Questions fréquentes
Un avocat seul doit-il devenir expert en cybersécurité ?
Non, ce n'est ni réaliste ni nécessaire. L'objectif est d'assumer le rôle de décideur et de point de vigilance, pas de maîtriser techniquement chaque sujet. S'appuyer sur des outils qui intègrent la sécurité par défaut et sur un prestataire ponctuel pour les questions techniques suffit dans la plupart des cas.
Quel est le principal signe qu'un petit cabinet n'a pas de responsable sécurité clair ?
Personne ne sait répondre précisément à la question « depuis quand nos sauvegardes n'ont pas été testées ? » ou « qui a encore accès à nos dossiers parmi les anciens collaborateurs ? ». Ces questions sans réponse immédiate révèlent l'absence de responsabilité assignée.
Faut-il un budget dédié pour sécuriser un petit cabinet ?
Un budget aide, mais l'essentiel tient d'abord à l'organisation : désigner un responsable et choisir des outils qui intègrent la sécurité par défaut réduit considérablement le besoin d'investissement technique lourd.
Que se passe-t-il en cas d'incident si personne n'était responsable ?
La gestion de crise est plus lente et plus confuse : personne ne sait qui prévenir, comment couper les accès ou où se trouvent les sauvegardes.
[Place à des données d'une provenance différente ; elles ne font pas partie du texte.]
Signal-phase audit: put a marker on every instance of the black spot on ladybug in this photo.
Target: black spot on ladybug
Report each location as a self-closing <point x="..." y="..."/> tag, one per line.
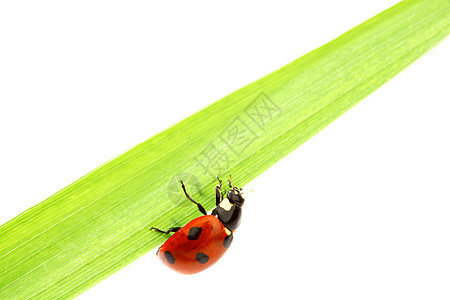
<point x="169" y="256"/>
<point x="202" y="258"/>
<point x="194" y="233"/>
<point x="227" y="241"/>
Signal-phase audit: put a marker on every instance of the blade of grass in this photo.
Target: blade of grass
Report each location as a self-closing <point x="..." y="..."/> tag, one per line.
<point x="99" y="224"/>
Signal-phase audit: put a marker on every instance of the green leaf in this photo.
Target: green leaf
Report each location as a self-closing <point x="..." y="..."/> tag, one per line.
<point x="100" y="223"/>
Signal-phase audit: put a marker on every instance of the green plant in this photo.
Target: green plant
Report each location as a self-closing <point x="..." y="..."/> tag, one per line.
<point x="99" y="224"/>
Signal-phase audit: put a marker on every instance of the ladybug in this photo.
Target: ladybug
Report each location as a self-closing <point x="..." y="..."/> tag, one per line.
<point x="202" y="242"/>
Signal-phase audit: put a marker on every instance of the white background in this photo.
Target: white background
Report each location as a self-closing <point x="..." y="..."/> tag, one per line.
<point x="366" y="201"/>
Désigner un responsable en amont, même informel, réduit significativement le temps de réaction en cas d'incident réel.
La sécurité numérique d'un petit cabinet ne nécessite pas de moyens de grande structure. Elle nécessite d'abord qu'une personne accepte explicitement d'en être responsable, et s'appuie sur des outils qui font le travail de fond à sa place.